Polyester: Noted for luxurious, soft "hand" when used in thick, cut pile textures. Has excellent color clarity and retention, easily cleaned, and resistant to water-soluble stains.
Acrylic: Offers the appearance and feel of wool without the cost. Has low static level and is moisture- and mildew-resistant. Commonly used in velvet and level-loop constructions, and often in bath and scatter rugs.
Wool: Noted for its luxury and performance, wool is soft, has high bulk, and is available in many colors. Generally, wool is somewhat more expensive than synthetic fibers.
The type of fiber used and the way the carpet is constructed (loop, cut, etc.) determines the basic performance of the carpet.

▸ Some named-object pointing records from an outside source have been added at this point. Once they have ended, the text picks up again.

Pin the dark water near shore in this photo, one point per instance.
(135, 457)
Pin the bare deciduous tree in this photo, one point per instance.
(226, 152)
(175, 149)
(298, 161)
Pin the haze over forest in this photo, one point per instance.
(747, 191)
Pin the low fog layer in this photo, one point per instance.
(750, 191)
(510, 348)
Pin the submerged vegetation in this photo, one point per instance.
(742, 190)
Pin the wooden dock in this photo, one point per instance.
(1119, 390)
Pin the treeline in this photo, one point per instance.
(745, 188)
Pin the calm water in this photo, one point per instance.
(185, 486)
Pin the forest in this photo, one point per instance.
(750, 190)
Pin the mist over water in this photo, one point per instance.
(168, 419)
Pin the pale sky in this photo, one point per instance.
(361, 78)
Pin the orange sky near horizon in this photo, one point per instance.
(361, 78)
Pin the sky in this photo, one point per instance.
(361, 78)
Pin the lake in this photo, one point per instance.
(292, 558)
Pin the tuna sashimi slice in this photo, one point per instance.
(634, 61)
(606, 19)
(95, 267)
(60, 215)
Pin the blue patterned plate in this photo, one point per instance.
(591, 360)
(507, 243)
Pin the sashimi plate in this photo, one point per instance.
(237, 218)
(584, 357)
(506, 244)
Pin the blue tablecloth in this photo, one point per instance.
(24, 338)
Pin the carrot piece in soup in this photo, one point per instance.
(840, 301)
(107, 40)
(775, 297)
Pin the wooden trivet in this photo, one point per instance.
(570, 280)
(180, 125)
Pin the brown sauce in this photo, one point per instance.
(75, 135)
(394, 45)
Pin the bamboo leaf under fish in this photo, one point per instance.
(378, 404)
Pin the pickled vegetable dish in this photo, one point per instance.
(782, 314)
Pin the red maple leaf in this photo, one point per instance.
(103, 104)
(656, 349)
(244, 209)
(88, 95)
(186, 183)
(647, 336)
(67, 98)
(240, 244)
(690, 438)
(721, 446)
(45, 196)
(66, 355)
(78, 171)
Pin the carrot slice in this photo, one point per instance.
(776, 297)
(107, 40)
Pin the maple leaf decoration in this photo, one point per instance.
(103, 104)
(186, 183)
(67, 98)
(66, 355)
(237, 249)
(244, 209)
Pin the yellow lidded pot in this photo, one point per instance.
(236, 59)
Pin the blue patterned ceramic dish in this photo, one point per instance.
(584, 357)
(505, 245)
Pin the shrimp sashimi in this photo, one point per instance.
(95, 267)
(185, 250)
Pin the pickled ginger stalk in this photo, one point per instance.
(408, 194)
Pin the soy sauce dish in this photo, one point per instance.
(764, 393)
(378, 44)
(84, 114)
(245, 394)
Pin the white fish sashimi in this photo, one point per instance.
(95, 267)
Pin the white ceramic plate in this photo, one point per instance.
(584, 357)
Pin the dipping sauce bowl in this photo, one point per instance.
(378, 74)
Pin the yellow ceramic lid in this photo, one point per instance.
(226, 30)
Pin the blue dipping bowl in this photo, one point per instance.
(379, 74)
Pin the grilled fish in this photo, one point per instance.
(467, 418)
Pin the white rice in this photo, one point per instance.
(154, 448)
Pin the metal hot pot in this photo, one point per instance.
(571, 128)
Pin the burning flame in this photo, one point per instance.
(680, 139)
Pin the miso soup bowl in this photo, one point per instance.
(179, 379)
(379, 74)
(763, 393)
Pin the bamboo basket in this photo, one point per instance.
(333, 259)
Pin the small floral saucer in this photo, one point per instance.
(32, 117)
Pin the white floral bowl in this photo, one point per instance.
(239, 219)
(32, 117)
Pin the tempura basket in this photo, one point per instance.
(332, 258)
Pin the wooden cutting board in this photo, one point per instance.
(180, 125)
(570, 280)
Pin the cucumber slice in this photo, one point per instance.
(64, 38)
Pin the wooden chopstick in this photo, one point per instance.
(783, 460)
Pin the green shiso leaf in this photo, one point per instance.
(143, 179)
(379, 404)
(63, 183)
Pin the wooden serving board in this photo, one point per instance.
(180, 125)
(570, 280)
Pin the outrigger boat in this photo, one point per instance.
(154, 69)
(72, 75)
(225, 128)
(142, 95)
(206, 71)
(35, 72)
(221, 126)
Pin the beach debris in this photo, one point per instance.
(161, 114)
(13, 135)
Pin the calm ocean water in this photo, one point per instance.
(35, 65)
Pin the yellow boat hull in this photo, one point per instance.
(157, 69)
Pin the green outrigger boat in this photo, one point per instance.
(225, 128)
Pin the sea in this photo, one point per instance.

Quality can be enhanced by the way the fibers, or yarns, are twisted and heat set, and by the density of the tufts.
The density of a carpet refers to the amount of pile yarn in the carpet and the closeness of the tufts. The denser, the better. The twist of a carpet refers to the winding system of the yarn around itself. Should be neat and well defined. A tighter twist provides enhanced durability. The heat-setting process is one that sets the twist by heat of steam, enabling yarns to hold their twist over time. This is very important in cut pile carpet. Most nylon, olefin, and polyester cut pile carpets are heat-set.